Cyclic vomiting syndrome similar in pediatric-, adult-onset patients

Kumar N. BMC Gastroenterol. 2012;doi:10.1186/1471-230X-12-52.

  • June 26, 2012

Patients with pediatric- and adult-onset cyclic vomiting syndrome experienced similar symptoms and response to treatment in a recent study.

In a retrospective review, researchers evaluated 101 patients with cyclic vomiting syndrome (CVS) treated at the Medical College of Wisconsin in Milwaukee between 2006 and 2008. The cohort included 29 patients with pediatric-onset and 72 with adult-onset CVS. Most patients (62%) indicated abdominal pain as a prominent symptom, along with nausea and vomiting. Treatment most commonly included tricyclic antidepressants (76% of patients), along with topiramate (20%) and coenzyme Q-10, L-carnitine or riboflavin (30%).

Patients with pediatric-onset CVS were more likely also to have neurocognitive disorders compared with adult-onset CVS patients (14% vs. 3%, P=.05). Investigators also found a significantly longer delay in diagnosis for pediatric-onset patients (10 ± 7 years) than adult-onset patients (5 ± 7 years) (P=.001). Pediatric-onset patients were significantly less prone to chronic opiate use than adult-onset patients (0% vs. 23%, P=.004).
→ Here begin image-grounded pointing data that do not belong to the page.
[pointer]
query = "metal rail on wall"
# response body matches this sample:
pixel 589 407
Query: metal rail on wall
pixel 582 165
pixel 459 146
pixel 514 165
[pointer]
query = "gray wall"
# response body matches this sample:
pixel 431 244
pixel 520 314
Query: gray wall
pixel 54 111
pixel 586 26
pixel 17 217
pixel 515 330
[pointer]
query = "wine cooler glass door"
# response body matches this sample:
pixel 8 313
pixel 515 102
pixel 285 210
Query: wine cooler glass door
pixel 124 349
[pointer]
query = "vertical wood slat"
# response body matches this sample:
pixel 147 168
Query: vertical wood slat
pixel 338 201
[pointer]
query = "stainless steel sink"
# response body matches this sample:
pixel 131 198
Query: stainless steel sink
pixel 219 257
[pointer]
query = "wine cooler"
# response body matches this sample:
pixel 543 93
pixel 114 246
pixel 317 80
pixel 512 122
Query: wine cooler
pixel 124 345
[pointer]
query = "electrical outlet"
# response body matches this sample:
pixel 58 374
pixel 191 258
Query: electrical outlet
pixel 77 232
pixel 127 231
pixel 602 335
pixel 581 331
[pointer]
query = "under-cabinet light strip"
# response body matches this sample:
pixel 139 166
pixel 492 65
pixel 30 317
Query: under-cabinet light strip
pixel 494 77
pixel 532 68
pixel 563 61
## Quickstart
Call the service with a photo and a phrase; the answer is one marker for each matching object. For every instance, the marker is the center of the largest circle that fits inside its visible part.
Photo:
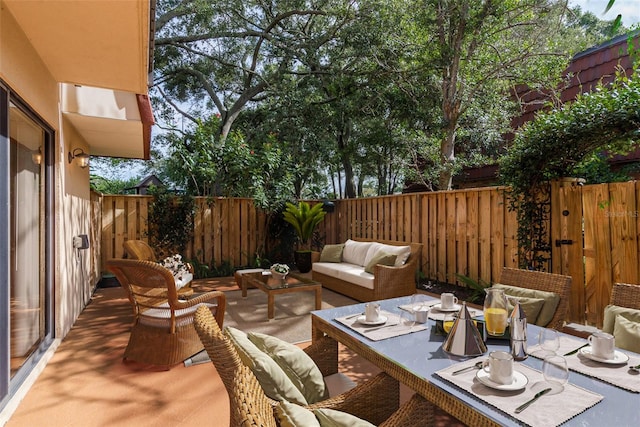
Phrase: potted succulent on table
(279, 271)
(304, 219)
The two groups were similar with regard to clinical features of CVS, and the time of onset was not found to be a predictive factor for treatment response. Most participants (86% of 76 evaluable patients) were responsive to treatment, including 44 with a complete response and 21 with a partial response. Eleven patients had no response. No significant difference in treatment response was observed between the two groups (P=.27). Nonresponse was associated only with therapy compliance after multivariate analysis (OR=9.6; 95% CI, 1.18-77.05).

“Adult-onset CVS patients have similar symptoms to those with pediatric-onset CVS and have similar rates of response to therapy,” the researchers concluded. “CVS is associated with an enormous psychosocial and economic burden, and patients must be diagnosed early and treated with appropriate medications. Combination of medical and behavioral therapy based on a bio-psycho-social model is key to successfully treating patients.”